Non sono tanto i 500 milioni di ulteriore ricapitalizzazione entro il 2014 – due miliardi erano messi in conto da mesi – a scuotere il Monte dei Paschi, quanto l’annuncio di nuovi tagli dell’occupazione. A riprova, mentre il titolo in borsa scende solo del 2,8%, arriva subito una nota di Fabi, Fiba Cisl, Ugl e Uilca: “Non saranno tollerate ulteriori misure di contenimento dei livelli occupazionali e retributivi, rispetto a quelle già previste nel piano industriale e codificate nell’accordo del 19 dicembre 2012”. Il problema, per i sindacati che quell’accordo lo firmarono, è che a Rocca Salimbeni hanno fretta. Già domani il cda di Mps avvierà la discussione delle linee guida del – nuovo – piano di ristrutturazione, “per poter pervenire all’approvazione nella riunione del 24 settembre”.

L’unica a non essere sorpresa dall’accelerazione, ufficialmente effetto diretto dal vertice di Cernobbio tra il commissario europeo Almunia e il ministro Saccomanni, è la Fisac Cgil.

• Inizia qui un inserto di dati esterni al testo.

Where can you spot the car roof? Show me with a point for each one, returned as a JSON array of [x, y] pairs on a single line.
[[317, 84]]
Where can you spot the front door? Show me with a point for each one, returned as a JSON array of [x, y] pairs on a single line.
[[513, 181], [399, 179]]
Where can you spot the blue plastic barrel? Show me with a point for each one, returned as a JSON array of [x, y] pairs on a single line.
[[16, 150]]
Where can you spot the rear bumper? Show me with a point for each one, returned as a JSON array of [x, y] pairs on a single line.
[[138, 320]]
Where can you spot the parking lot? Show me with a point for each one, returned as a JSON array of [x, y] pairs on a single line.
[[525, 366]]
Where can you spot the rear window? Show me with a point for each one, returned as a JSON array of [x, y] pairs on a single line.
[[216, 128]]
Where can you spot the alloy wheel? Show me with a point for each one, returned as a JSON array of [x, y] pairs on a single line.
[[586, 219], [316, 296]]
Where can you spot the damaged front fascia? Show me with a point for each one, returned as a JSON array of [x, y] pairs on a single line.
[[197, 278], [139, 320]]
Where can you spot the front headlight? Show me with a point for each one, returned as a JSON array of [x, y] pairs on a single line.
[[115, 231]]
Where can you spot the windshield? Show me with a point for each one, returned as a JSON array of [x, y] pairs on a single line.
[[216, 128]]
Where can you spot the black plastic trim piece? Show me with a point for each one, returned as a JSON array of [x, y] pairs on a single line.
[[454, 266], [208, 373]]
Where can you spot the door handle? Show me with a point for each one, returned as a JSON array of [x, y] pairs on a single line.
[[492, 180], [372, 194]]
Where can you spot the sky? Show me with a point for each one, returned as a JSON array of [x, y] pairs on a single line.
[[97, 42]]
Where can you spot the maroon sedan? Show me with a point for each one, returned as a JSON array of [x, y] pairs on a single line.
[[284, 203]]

Quella del Monte, s’intende, che ha già proclamato due giorni di sciopero, il 27 settembre e il 4 ottobre. Con in più, il 21 settembre, “una manifestazione per tutti i lavoratori del gruppo, e per chiunque sia interessato alla difesa del patrimonio umano ed economico dell’azienda”. Gli altri sindacati sparano: “Le iniziative e gli scioperi proclamati dalla Fisac non prendono atto del profondo cambiamento del contesto e della reale situazione della banca, portando così i lavoratori ad uno scontro senza prospettive”.

Nonostante il prurito alla penna, a Siena in casa Cgil si decide di non rispondere. Mentre la Fisac nazionale “auspica che tra i banchieri non prevalga la linea di chi pensa di risolvere i problemi delle banche con ulteriori tagli all’occupazione e attacchi al contratto nazionale e al salario”. Ma è proprio quello che accadrà – e loro faranno da battistrada – ai lavoratori Mps, almeno a leggere il comunicato con cui il Tesoro italiano ha tracciato il sentiero, scivoloso, sul quale il Monte dovrà inerpicarsi.

Nella nota del Mef è scritto a chiare lettere: “Le modifiche (al piano di ristrutturazione, ndr) elaborate dal management di Mps e sottoposte anche alla Banca d’Italia, rispondono alle richieste della Ue”. Di qui i nuovi tagli al personale (“ulteriori azioni di contenimento dei costi in aggiunta a quelle in corso di attuazione”), e i 2,5 miliardi di ricapitalizzazione per anticipare il rimborso dei Monti Bond, il cui tasso para usuraio – oggi 9%, a salire ancora nel 2014 – strozzerebbe un toro. Se poi i capitali latitassero, solo allora Mps sarebbe nazionalizzata. Elio Lannutti di Adusbef auspica che avvenga subito: “Meglio evitare una lunga agonia, e il tentativo di far pagare i costi a lavoratori e risparmiatori”. Mentre i piccoli azionisti di Azione Mps chiedono “non un nuovo padrone ma un piano credibile, tale da attrarre investitori istituzionali e piccoli azionisti, trasformando Mps in una public company”. In un’Europa normale, forse, sarebbe anche possibile.